Red flags / pitfalls
- Prescribing CHC in migraine with aura, in smokers ≥35, or in uncontrolled hypertension — unacceptable stroke/VTE risk (MEC 4).
- Missing enzyme-inducer interactions — efavirenz/rifampicin reduce CHC, POP, and implant efficacy; recommend Cu-IUD, LNG-IUS, or injectable instead.
- Restricting DMPA on HIV-risk grounds — outdated; post-ECHO, DMPA is MEC Category 1 for women at high HIV risk.
- Mistaking DMPA's delayed return of fertility for infertility — counsel in advance.
- Giving progestogen within 5 days of ulipristal EC — reduces its efficacy.
- Forgetting dual protection — hormonal methods do not prevent STIs/HIV.
- Inserting an IUD without excluding pregnancy or screening for STI risk — perforation/expulsion and infection pitfalls.
- Counselling sterilisation as reversible — it is permanent, and a failure carries ectopic risk.
- Assuming HRT is contraceptive in the perimenopause — it is not.
- Ignoring adolescent bone considerations with DMPA — reversible, but counsel during peak-bone-mass years (osteoporosis).
Evidence anchors
- South African National Contraception Clinical Guidelines (2019) and the South African Handbook for Contraceptive Method Provision (2019), NDoH — the national standard, aligned to WHO MEC.

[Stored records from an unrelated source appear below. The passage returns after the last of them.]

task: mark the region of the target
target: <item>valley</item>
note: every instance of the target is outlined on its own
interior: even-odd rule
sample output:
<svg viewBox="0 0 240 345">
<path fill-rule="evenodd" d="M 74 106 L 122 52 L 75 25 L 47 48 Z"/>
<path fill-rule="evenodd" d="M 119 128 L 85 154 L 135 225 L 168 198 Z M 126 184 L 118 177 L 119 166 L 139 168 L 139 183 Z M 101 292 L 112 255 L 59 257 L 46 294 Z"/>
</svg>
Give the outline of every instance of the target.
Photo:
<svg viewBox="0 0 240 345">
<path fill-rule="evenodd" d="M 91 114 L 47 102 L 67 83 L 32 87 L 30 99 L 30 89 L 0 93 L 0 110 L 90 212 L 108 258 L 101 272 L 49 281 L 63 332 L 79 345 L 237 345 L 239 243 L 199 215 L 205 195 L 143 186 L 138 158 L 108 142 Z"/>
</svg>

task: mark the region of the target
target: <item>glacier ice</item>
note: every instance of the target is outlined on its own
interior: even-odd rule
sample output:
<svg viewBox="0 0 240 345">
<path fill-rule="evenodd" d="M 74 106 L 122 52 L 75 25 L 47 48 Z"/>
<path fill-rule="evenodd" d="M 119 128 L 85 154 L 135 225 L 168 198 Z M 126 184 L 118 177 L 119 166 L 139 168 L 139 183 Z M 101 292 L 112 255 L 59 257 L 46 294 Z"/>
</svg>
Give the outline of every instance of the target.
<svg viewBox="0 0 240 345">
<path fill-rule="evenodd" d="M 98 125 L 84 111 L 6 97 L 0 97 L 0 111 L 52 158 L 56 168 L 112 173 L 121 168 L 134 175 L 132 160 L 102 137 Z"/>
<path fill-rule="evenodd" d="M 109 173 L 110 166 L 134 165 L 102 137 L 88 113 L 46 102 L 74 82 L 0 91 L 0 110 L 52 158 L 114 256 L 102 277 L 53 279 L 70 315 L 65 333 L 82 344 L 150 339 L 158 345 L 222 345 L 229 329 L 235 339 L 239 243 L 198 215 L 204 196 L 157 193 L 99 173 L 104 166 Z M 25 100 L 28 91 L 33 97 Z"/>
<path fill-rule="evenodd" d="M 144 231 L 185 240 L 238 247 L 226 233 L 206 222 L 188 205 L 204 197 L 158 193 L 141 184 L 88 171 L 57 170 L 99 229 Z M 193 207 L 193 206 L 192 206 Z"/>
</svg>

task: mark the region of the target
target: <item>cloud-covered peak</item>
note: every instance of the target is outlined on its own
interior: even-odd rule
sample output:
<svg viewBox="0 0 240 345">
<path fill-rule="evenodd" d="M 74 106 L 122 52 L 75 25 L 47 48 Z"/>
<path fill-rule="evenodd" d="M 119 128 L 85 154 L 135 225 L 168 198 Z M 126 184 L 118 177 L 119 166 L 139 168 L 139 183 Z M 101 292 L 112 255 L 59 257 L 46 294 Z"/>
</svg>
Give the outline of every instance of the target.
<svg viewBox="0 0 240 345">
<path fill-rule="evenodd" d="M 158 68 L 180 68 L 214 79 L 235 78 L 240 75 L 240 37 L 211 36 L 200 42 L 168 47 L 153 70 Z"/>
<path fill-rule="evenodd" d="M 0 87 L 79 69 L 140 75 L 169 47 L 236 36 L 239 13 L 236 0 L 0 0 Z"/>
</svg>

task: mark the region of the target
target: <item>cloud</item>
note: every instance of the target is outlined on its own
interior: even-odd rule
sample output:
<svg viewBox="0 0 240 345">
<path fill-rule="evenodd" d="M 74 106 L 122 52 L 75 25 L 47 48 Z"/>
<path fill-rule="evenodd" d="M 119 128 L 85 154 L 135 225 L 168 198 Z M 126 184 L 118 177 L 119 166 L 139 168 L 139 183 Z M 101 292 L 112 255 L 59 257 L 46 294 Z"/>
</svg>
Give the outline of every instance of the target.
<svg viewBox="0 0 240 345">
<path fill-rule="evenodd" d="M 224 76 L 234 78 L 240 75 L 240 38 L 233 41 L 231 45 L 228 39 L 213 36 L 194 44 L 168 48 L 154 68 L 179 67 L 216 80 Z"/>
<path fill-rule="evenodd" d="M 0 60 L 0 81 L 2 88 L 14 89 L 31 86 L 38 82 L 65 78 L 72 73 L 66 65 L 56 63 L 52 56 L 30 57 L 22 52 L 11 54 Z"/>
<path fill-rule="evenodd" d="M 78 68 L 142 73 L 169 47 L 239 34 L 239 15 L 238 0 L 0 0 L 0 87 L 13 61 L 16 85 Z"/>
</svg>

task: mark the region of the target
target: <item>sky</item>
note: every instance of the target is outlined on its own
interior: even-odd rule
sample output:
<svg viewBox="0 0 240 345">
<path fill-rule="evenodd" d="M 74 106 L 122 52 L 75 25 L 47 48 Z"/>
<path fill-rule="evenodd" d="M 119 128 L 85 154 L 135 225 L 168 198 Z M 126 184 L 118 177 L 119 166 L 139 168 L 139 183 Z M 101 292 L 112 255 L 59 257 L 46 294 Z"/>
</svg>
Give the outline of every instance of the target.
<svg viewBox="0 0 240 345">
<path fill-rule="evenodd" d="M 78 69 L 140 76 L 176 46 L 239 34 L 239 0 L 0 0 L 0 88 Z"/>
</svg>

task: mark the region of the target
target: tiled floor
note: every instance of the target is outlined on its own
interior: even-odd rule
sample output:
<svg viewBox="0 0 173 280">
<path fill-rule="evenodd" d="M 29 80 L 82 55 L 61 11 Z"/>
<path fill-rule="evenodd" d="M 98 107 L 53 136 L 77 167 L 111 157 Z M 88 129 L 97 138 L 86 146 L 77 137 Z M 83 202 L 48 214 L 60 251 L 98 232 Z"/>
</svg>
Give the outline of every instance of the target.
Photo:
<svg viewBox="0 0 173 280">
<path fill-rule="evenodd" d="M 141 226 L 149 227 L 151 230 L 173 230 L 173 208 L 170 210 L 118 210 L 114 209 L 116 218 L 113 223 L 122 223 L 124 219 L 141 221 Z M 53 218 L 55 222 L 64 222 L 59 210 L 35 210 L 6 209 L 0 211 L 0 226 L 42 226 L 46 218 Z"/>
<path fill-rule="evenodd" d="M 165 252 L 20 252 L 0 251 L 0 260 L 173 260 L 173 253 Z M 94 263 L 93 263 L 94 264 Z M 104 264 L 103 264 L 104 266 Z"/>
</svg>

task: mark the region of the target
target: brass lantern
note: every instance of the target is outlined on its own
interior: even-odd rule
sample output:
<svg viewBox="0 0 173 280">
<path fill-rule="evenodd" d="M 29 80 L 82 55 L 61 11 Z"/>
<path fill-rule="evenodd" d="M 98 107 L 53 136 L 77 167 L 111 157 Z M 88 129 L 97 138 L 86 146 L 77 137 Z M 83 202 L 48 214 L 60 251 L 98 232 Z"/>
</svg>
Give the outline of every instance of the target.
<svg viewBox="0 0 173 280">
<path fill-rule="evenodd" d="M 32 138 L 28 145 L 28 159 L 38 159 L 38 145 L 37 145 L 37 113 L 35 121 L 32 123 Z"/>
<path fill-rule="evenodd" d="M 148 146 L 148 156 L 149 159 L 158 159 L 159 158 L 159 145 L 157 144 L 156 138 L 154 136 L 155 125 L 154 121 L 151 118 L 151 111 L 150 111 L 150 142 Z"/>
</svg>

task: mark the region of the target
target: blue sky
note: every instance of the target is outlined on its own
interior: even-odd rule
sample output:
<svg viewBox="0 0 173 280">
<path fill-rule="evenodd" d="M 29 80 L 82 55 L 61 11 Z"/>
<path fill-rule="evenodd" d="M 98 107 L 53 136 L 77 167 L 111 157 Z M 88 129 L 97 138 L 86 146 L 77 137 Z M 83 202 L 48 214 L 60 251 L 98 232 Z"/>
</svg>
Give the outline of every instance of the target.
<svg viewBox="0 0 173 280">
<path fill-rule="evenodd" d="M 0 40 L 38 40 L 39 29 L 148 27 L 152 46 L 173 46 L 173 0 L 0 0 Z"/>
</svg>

- WHO Medical Eligibility Criteria for Contraceptive Use, 6th edition (2025) — current MEC categories 1–4, including the post-ECHO DMPA classification.
- WHO Selected Practice Recommendations for Contraceptive Use — initiation, missed-pill, and switching guidance.
- FSRH (UK) — UKMEC (2016, amended 2019) and method-specific FSRH clinical guidance — cross-reference for CHC, POP, injectables, implant, intrauterine, and emergency contraception.
- ECHO trial (2019, Lancet) — no substantial difference in HIV acquisition between DMPA-IM, copper IUD, and LNG implant.
- South African EML / NDoH Standard Treatment Guidelines — method availability across public-sector levels.